Löw has by no means committed to the three-way chain. Since he sorted out the world champions Mats Hummels, Jérôme Boateng and Thomas Müller in March 2019 and thus forced the generation change in the national team, there have been 14 international matches. Eight times, Löw set up with three central defenders, six times with a back four. The impression of stubborn holding on is probably mainly due to the fact that Löw bet on the triple chain four times in a row after the corona-related break. And there was a simple reason for that: “At the moment we only have very few training units to practice something,” said Löw. That’s why he wants to use the games.
“I want us to be more flexible at the EM, that we are prepared”
For the sake of simplicity, Löw could stick with the back four. The fact that he does not do this has firstly to do with the fact that he does not have a world-class center-back pair. Second, it is due to his experience in Russia. Germany was calculable at the 2018 World Cup like no other top team. The Mexican coach Juan Carlos Osorio said after his team’s 1-0 win over the world champions that he had known how the Germans would play six months ago. There were 13 games between the 2017 Confederation Cup and the World Cup elimination. Loew started ten times in a 4-2-3-1.
“I want us to be more flexible at the EM,” said Löw before the Swiss game. His team could always play the back four, but against world champions France, a counter-strong group opponent at the European Championships, the back three could prove useful: “I want us to be prepared.”
The installation of the three-man chain stems from the fact that the national team was completely open after losing the ball at the World Cup. The triple chain has the advantage that it can secure the center in front of its own goal through the presence of three central defenders. The big promise that the chain of three offers is the combination of defensive stability and offensive force. But this requires flank players who take on defensive tasks as well as those of a winger. And Löw doesn’t have that.

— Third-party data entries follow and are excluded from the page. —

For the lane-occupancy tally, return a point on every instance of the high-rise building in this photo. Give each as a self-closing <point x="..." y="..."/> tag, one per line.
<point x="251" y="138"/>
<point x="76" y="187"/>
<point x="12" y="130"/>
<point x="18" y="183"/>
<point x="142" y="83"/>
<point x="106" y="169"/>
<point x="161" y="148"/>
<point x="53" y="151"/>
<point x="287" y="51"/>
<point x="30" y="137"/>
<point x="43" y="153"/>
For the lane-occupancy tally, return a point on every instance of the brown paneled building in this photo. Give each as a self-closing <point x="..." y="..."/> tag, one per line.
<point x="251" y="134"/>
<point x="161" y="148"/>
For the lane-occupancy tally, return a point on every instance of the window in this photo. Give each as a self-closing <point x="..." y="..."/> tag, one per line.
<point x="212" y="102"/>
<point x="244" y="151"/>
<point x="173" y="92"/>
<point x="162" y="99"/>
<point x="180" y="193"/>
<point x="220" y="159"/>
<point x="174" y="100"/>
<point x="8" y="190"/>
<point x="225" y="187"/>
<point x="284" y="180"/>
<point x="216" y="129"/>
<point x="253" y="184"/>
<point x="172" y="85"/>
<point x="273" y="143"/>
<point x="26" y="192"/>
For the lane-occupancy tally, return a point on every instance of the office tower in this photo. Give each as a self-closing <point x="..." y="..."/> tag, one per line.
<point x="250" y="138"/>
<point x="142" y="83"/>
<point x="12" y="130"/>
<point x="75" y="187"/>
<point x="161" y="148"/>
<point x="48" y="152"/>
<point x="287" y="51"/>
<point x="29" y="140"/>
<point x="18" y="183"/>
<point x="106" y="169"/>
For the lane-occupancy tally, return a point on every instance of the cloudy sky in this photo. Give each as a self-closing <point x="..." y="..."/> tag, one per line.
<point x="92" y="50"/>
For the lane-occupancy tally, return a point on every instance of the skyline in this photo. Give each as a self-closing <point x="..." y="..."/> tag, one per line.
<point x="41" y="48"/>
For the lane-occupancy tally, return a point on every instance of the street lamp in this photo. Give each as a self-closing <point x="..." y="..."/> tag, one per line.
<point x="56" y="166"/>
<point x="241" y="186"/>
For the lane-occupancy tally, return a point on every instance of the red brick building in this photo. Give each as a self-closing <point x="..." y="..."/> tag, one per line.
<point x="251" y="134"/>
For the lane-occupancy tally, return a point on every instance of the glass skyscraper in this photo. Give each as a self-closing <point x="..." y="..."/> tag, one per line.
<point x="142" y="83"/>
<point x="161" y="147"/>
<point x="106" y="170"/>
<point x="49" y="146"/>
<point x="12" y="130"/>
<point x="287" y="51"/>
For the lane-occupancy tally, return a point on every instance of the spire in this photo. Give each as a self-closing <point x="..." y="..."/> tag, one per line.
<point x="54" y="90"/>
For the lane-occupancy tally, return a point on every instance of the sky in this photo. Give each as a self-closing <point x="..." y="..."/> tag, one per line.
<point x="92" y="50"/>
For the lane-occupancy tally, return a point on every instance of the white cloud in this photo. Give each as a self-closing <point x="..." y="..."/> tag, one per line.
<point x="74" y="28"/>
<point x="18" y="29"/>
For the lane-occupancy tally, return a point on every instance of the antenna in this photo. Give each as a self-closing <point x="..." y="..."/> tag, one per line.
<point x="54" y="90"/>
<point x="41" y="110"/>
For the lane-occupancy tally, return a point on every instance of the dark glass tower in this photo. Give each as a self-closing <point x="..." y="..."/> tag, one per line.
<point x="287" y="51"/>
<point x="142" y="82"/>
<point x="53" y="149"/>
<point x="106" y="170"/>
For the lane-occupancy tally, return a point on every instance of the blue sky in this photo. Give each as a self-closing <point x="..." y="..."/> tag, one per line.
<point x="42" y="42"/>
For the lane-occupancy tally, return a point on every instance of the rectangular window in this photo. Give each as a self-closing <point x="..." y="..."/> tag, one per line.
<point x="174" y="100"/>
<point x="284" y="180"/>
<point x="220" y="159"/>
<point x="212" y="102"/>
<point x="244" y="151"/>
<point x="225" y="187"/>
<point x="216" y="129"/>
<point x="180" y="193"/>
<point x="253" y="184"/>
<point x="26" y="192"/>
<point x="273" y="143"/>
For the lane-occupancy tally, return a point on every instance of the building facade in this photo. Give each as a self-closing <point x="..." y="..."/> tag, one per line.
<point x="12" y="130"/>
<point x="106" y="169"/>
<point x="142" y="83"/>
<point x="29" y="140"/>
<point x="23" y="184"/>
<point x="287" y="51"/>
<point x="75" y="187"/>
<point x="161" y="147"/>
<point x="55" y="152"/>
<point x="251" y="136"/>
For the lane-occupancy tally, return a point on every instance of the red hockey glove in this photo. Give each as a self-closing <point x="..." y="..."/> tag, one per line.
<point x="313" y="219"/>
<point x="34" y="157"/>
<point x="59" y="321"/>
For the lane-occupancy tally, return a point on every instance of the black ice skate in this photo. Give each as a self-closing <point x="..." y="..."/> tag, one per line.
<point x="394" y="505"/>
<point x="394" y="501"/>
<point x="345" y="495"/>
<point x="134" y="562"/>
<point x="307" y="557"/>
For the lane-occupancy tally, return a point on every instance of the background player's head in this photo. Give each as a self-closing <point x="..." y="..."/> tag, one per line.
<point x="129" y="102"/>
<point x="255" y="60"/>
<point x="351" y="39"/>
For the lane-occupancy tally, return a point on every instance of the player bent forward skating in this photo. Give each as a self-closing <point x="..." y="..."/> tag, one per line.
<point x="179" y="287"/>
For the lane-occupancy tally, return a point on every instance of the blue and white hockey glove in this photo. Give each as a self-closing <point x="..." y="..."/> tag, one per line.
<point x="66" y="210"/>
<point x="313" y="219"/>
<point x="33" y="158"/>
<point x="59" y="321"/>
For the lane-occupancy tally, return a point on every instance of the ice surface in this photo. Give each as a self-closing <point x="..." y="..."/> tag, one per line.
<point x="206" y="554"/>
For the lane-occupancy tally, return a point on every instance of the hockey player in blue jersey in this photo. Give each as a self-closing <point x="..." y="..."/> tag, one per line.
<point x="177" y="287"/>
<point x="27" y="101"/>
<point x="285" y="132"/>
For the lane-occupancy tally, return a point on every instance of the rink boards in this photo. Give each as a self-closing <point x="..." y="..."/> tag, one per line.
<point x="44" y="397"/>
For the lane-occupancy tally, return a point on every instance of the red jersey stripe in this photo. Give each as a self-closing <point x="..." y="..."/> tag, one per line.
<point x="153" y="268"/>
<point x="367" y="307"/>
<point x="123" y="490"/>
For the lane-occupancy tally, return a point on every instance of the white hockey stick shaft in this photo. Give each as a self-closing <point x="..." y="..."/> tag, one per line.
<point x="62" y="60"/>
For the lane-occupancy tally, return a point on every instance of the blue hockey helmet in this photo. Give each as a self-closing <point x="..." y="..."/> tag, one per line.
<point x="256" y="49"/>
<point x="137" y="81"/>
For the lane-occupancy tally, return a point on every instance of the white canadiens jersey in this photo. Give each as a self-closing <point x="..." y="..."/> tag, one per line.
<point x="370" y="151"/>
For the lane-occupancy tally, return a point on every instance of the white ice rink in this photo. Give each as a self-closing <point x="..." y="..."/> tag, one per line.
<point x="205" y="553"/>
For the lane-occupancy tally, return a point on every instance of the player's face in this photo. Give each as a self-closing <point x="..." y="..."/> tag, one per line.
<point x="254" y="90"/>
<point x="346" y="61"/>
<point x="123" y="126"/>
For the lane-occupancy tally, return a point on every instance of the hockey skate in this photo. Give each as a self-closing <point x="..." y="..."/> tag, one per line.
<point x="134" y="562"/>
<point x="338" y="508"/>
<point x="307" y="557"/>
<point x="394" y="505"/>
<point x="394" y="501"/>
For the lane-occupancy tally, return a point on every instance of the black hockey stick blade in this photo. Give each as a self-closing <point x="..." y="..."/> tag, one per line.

A prisoner of one’s own upheaval
Marcel Halstenberg on the left and Lukas Klostermann on the right are solid full-backs. Above all, Klostermann also offers speed. But neither of them has high creative potential. It is not for nothing that her club coach Julian Nagelsmann uses her as a central defender in a chain of three at RB Leipzig.
Wingers who can prevail in one-on-one would be a weapon in a team with a three-man chain. The only player in Löw’s current squad who offers both – defensive stability and offensive accents – is Joshua Kimmich. Löw sees him in midfield, however.
And that brings us to another quality problem: in order for the three-man chain to work optimally, a team needs central defenders who can build up the game – if necessary with a push into midfield. But Löw manages shortages here too: Neither Antonio Rüdiger nor Matthias Ginter are good development players. Niklas Süle can still be.
But as it is, Kimmich or Toni Kroos often fall between the defenders to build up the game from behind. As a result, a pass station is missing in midfield. If you combine this with the lack of creativity on the outside, you have a reason why the German combination game sometimes stagnates.
The irony of the story is that two players in particular would be predestined for the back three with high wingers, as Löw wants them to play: Hummels and Boateng in top form, as last. They combine stability with clearance reduction. But for reasons of team hierarchy, Löw will not bring her back. And so the national coach with his dysfunctional chain of three is also a prisoner of his own upheaval.